В пьесах «Венецианский купец» и «Отелло» Венеция — это смешанное общество, где существует лишь два вида социальных связей — экономический интерес и дружба. Они могут совпадать, сосуществовать, вступать между собой в противоречие, причем в обеих пьесах это противоречие доведено до крайности.
Венеции нужны люди, умеющие наживать капитал, и самый лучший генерал, который бы охранял город. Так случилось, что самый лучший финансист, которого удалось найти, оказался евреем, а самый лучший генерал — негром; большинство горожан не торопятся принять их как родных.
Хотя оба они являются для жителей Венеции людьми со стороны, положение Отелло отличается от положения Шейлока. Во-первых, Шейлок точно так же отворачивается от благородного общества, как благородное общество — от него; он точно так же сердится, узнав о том, что Джессика стала женой Лоренцо, как Брабанцио, когда узнает о том, что Дездемона сбежала с Отелло. Во-вторых, ростовщичество, каким бы оно ни было общественно полезным, считается недостойным занятием, а воинская служба даже при том, что торговое общество не стремится к военной славе, все же вызывает у граждан уважение, и к тому же градоправители, привыкшие только заседать, видят в ней нечто романтическое и загадочное, что было бы невозможно в феодальном обществе, где о сражениях каждый знал не понаслышке.
Таким образом, в Венеции никто не стал бы презирать Отелло, и, поскольку не было речи о том, чтобы породниться с мавром, Брабанцио с удовольствием принимал прославленного генерала у себя в доме, слушал его рассказы о военных походах. Отелло привык к тому, что армейские его слушаются и относятся к нему с уважением, подобающим его рангу, а когда он приезжает в город, что случается редко, белая аристократия встречает его как важную персону. Внешне никто не обращается с ним как с чужаком, не то что в случае с Шейлоком. Следовательно, ему легко убедить себя, что он стал своим в этом обществе, и когда Дездемона соглашается стать его женой, ему кажется, он получил лучшее доказательство этого признания.
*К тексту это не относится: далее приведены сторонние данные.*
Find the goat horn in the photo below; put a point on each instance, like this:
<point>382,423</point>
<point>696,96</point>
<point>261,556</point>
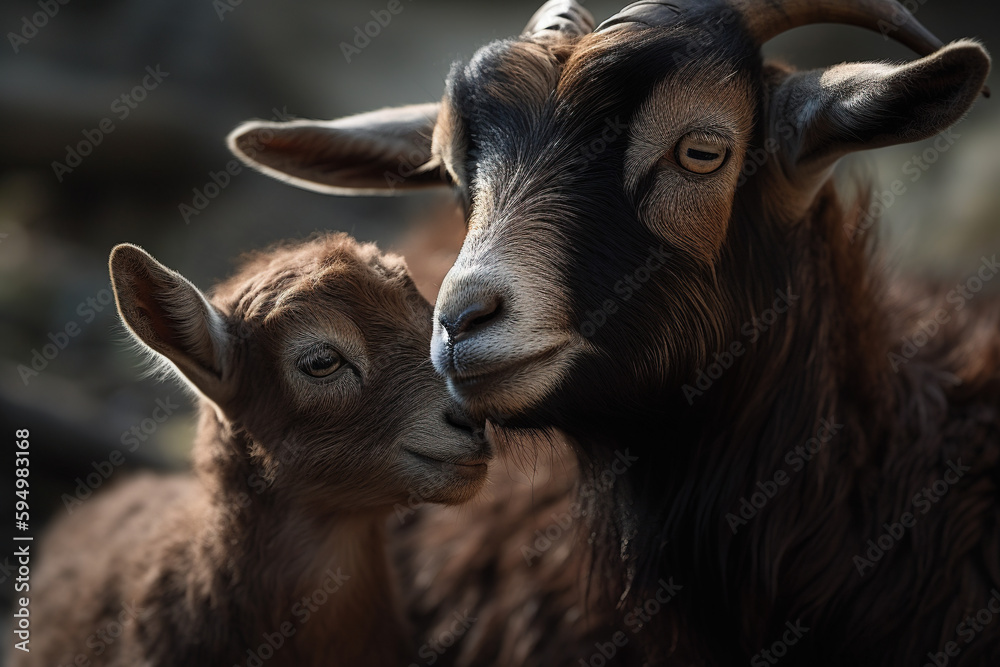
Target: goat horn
<point>563,18</point>
<point>766,19</point>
Больно слышать, как он говорит:
Не полюби я Дездемоны, Яго,
За все богатства моря б не стеснил
Женитьбой я своей привольной жизни[48].
Ибо чужой всегда живет привольно и свободно. Он не понимает или не хочет понять, что точку зрения Брабанцио на этот брак:
Если мы
Начнем спускать такие покушенья,
В республике владыками судьбы
Окажутся язычники-рабы[49] —
разделяет большинство его друзей-сенаторов и что только весть о надвигающемся турецком флоте уберегла Отелло от их обвинений, ибо в ту минуту им срочно понадобилось его военное искусство и ссориться с ним было не в их интересах.
Если сравнить «Отелло» с другими пьесами, в которых Шекспир разрабатывает тему мужской ревности — «Зимней сказкой» и «Цимбелином», можно заметить, что ревность Отелло какая-то особенная.
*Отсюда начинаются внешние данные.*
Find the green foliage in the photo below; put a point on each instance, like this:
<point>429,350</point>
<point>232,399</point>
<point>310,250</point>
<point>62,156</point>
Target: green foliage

Леонт — классический пример человека, сведенного с ума ревностью, вызванной тем, что он вынужден подавлять свои гомосексуальные чувства. У него нет абсолютно никаких доказательств того, что Гермиона и Поликсен находятся в любовной связи, да и все его придворные уверены в их невиновности, но он проявляет стойкую приверженность своим фантазиям. «Твои поступки — вот мое безумье», — признается он Гермионе. Но, как бы он ни был безумен, все же «девять новолуний» — то время, что Поликсен провел при дворе короля Богемии, — допускают вероятность физической неверности, и, однажды допустив такую мысль, он уже не может отделаться от нее, как бы все — и Гермиона, и Поликсен, и придворные — ни старались убедить его в обратном. Остается только обратиться к оракулу.
Постум — человек здравомыслящий, это Якимо заставляет его поверить в измену Имогены, предъявив неоспоримые доказательства ее неверности.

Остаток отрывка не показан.